We next identified 21 specific genus-level features (by 16S rRNA sequencing) associated with the Green-MED diet, i.e., features with 6-month changes in abundance significantly associated with the Green-MED adherence score or significantly different across the groups (FDR-corrected q < 0.25). Among Green-MED-associated taxonomic features, we found that change in Prevotella abundance was positively associated with the Green-MED adherence score, while Bifidobacterium was inversely associated with the score (Fig. 5B).

Following the identification of Green-MED-associated bacteria, we examined the association of the specific taxonomic features with cardiometabolic risk markers and found that a reduction in Bifidobacterium abundance was significantly associated with weight loss (Spearman’s rho = 0.31, FDR-corrected q < 0.001). We also found that increased abundance of several genera from the Ruminococcaceae family was associated with weight loss, namely Ruminococcaceae UCG10 (Spearman’s rho = −0.28, FDR-corrected q < 0.001), Ruminococcaceae NK4A214 group (rho = −0.21, FDR-corrected q = 0.005), and Ruminococcaceae UCG3 (rho = −0.14, FDR-corrected q = 0.08). In addition, a reduction in Bifidobacterium and Dorea and an increase in genera from the Ruminococcaceae and Lachnospiraceae families were associated with a reduction in Framingham risk score (Fig. 5B).

In a similar analysis performed on KEGG modules (assessed by shotgun sequencing), we identified significant associations of the Green-MED adherence score with 10 microbial metabolic pathways (FDR-corrected q < 0.25). The leucine degradation pathway was positively correlated with Green-MED adherence (Spearman’s rho = −0.21, FDR-corrected q = 0.165). Reduction in the levels of the cysteine biosynthesis module was associated with reductions of body weight (Spearman’s rho = 0.33, FDR-corrected q = 0.02) and Framingham risk score (Spearman’s rho = 0.25, P = 0.03), an observation that is consistent with a previous report demonstrating that high abundance of cysteine biosynthesis pathways is associated with unsuccessful weight loss [41] (Fig. 5C).

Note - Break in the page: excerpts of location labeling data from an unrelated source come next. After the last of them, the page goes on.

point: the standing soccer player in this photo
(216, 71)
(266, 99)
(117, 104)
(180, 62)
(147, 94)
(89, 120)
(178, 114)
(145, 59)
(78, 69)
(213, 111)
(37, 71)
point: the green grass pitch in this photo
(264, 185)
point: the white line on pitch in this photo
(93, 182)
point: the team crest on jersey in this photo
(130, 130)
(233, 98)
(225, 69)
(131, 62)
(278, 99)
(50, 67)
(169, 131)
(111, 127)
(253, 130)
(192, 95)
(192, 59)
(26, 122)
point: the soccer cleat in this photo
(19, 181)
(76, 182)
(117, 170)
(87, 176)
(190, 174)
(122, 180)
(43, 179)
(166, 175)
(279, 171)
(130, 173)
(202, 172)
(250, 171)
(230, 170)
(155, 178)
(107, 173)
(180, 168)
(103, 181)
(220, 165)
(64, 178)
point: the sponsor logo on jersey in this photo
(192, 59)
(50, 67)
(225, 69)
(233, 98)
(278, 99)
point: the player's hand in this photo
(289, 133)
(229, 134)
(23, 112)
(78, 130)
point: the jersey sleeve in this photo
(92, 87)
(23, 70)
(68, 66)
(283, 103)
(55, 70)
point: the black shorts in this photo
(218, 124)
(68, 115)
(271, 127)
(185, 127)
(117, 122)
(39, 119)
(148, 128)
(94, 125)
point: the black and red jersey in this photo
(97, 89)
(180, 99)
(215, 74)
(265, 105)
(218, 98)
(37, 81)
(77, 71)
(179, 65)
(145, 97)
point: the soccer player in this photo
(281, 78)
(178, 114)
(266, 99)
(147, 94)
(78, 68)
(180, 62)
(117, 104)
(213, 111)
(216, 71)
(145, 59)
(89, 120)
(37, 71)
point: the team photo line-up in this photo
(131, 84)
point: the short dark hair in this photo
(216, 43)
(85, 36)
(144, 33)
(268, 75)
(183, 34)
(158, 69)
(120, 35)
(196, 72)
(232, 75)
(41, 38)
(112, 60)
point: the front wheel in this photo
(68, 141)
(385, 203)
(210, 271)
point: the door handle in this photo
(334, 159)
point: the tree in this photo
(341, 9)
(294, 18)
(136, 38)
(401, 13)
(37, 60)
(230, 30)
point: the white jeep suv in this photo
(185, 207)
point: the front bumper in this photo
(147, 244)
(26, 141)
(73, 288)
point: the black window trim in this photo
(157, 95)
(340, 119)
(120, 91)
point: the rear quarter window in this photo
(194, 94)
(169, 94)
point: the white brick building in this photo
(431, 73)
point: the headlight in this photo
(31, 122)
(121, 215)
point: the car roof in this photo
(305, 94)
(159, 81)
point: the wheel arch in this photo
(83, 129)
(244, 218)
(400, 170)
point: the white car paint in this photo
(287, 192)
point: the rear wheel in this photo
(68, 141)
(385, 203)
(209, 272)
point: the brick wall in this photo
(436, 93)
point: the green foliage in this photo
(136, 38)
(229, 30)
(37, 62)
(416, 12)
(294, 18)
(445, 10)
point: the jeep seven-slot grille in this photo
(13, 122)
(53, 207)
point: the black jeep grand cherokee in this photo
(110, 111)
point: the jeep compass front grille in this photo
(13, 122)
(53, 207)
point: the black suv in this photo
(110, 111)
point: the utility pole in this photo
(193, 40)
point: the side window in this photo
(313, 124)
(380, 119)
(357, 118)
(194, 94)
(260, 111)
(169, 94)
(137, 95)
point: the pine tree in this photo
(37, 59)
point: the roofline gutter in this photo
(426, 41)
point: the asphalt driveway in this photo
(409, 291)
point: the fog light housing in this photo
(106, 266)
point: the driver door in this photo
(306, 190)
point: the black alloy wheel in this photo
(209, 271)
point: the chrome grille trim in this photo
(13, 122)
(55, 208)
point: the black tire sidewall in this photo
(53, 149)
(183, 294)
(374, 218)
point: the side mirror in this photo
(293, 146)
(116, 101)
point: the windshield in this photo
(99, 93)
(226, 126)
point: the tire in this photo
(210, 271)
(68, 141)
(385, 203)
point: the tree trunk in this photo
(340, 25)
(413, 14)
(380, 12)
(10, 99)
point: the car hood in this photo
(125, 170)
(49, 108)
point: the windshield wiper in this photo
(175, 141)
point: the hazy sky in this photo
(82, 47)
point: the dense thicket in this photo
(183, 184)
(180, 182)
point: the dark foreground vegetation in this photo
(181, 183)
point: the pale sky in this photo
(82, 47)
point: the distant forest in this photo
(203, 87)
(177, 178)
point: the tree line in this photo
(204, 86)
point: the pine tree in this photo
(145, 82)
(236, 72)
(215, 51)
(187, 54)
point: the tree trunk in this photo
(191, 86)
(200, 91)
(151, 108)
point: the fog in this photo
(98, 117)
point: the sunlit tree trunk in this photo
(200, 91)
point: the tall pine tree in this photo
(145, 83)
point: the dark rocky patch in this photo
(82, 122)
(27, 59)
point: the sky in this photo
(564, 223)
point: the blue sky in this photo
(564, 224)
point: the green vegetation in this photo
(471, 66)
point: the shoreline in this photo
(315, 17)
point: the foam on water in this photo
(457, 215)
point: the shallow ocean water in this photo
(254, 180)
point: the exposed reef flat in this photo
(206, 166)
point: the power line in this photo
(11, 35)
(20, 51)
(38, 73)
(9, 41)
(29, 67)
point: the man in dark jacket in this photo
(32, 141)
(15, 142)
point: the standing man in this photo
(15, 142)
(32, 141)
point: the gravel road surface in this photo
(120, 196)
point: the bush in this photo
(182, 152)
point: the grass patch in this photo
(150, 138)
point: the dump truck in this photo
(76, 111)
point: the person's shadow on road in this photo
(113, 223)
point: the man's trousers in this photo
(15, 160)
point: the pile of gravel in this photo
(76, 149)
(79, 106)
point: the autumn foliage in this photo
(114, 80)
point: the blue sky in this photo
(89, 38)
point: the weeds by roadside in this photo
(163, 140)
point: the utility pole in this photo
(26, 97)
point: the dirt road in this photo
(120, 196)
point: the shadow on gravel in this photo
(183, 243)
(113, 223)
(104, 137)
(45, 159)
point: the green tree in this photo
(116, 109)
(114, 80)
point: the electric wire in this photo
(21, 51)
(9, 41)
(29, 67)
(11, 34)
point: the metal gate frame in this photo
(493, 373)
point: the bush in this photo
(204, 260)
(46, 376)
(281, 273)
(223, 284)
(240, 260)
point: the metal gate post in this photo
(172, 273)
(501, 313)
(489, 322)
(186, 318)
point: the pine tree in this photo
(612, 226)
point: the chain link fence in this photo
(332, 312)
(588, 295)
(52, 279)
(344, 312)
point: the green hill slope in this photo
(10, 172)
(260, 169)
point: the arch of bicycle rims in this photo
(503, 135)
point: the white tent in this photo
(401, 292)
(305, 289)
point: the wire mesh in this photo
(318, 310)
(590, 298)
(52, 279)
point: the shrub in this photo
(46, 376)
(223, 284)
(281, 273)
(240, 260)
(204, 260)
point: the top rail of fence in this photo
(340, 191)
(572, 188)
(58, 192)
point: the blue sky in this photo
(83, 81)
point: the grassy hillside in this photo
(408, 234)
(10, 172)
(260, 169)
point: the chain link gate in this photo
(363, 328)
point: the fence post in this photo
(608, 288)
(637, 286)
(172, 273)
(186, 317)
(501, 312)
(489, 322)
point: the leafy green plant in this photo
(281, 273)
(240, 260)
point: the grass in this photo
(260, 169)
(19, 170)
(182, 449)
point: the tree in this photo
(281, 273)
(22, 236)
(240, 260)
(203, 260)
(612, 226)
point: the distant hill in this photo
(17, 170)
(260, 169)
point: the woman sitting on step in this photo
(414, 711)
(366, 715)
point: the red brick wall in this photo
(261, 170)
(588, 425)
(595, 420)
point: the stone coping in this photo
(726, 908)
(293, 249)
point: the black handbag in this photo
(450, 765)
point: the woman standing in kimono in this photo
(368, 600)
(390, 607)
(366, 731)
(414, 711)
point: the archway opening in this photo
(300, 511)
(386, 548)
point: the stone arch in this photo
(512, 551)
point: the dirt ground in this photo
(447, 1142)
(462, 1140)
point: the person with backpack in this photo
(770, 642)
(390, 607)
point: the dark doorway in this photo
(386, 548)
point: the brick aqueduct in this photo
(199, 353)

As we hypothesized that the dietary interventions, through modulation of the gut microbiome, exert their effects on cardiometabolic risk, we next sought to quantify the mediation effect. To this aim, we estimated the causal mediation effect as proposed by Imai et al. [32], using the first principal component of variation of the ASV change matrix as a summary measure of the gut microbiome composition. The association between the Green-MED diet adherence and weight loss (12% mediation by taxonomic change), WC loss (10%), and FRS reduction (18%) was found to be mediated by the change in the gut microbial composition. When assessing the mediatory effect specific to the change of Green-MED-associated genera, Chemerin change was also found to be significantly mediated (Fig. 5B, D). In order to assess the mediatory effect of specific bacteria, we applied a high-dimensional mediation analysis [34]. Among the significant mediatory taxa, Bifidobacterium change was found to mediate the Green-MED effect on weight loss (4%) and Ruminococcaceae UCG10 mediated the effect on FRS reduction (1.3%). Changes in the cysteine biosynthesis pathway were a prominent mediator of weight loss (14.2%) and FRS reduction (29.3%).

Discussion

In the current study, we demonstrate the effect of MED and Green-MED diets on the gut microbiome and determine the mediatory role of the microbiome in the associations between adherence to the Green-MED diet and subsequent improvement in markers of cardiometabolic risk. We showed that the Green-MED diet induced a prominent change in the gut microbiome composition, driven by the low-prevalent “non-core” fraction of the gut microbiome. This change was convergent by nature, with the taxonomic composition of the microbiome of individuals in the Green-MED becoming more similar to each other. The different diets were also characterized by distinct taxonomic and functional changes, inducing a gradual increase in the abundance of Prevotella and BCAA degradation pathway concomitant with the increment of plant components in MED diets, and reductions in the abundance of Bifidobacterium and BCAA biosynthesis pathways when comparing MED diets vs. the control diet. The MED and Green-MED diets improved cardiometabolic markers, including the Framingham risk score, body weight, blood pressure, HOMA-IR, and fasting plasma leptin. These beneficial changes in levels of cardiometabolic biomarkers were associated with a concurrent shift in the gut microbiome composition, estimated to mediate 12% of body-weight reduction and 18% of Framingham risk score reduction.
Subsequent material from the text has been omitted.